The Christian man, on the other hand, finds in the Bible the very Word of God. Let it not be said that dependence upon a book is a dead or an artificial thing. The Reformation of the sixteenth century was founded upon the authority of the Bible, yet it set the world aflame. Dependence upon a word of man would be slavish, but dependence upon God's word is life. Dark and gloomy would be the world, if we were left to our own devices and had no blessed Word of God. The Bible, to the Christian

is not a burdensome law, but the very Magna Charta of Christian liberty.

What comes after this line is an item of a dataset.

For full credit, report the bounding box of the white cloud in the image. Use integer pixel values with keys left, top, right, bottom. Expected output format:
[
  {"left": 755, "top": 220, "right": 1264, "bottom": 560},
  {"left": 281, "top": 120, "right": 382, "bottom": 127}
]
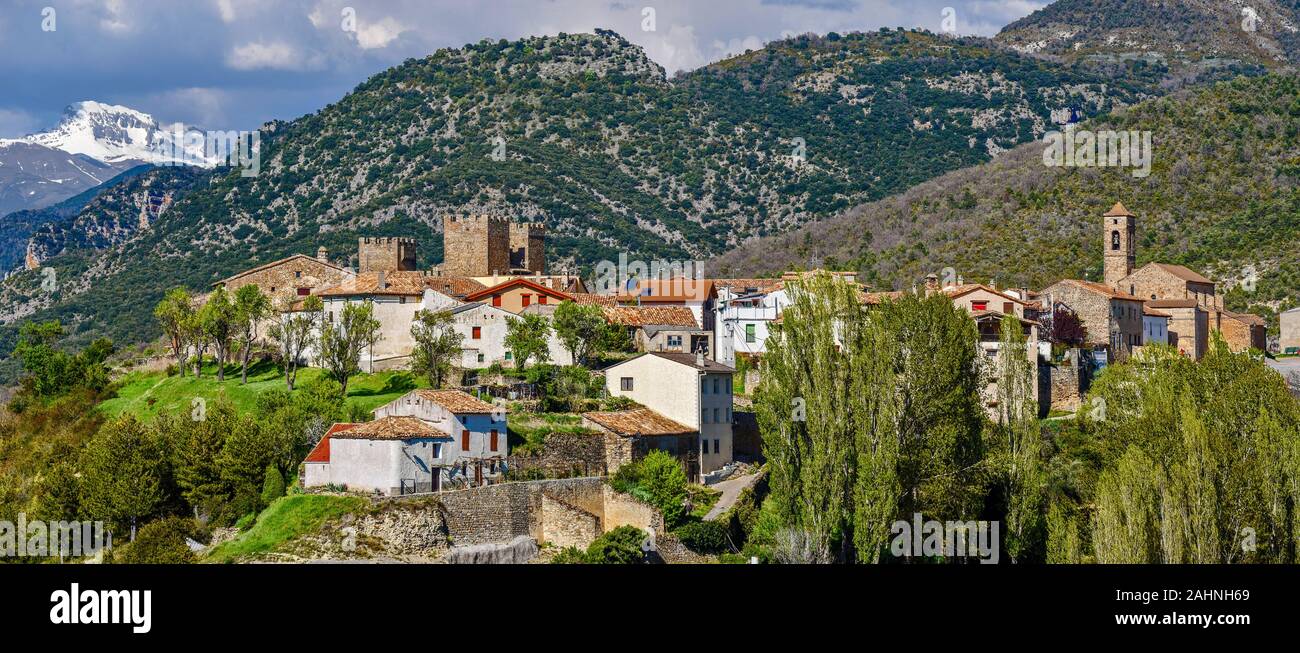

It is no wonder, then, that liberalism is totally different from Christianity, for the foundation is different. Christianity is founded upon the Bible. It bases upon the Bible both its thinking and its life. Liberalism on the other hand is founded upon the shifting emotions of sinful men.


FOOTNOTES

1. For what follows, see "The Church In the War," in The Presbyterian for May 29,1919, pp. 10f.
2. For what follows compare History and Faith, 1915, pp. 13-15.
3. It is not denied that there are some persons in the modern Church who do neglect the context of Bible quotations and who do ignore the human characteristics of the Biblical writers. But in an entirely Unwarrantable manner this defective way of using the Bible is attributed, by insinuation at least, to the great body of those who Ye held to the inspiration of Scripture.
4. For what follows, compare "For Christ or Against Him," in The Presbyterian, for January 20, 1921, p. 9.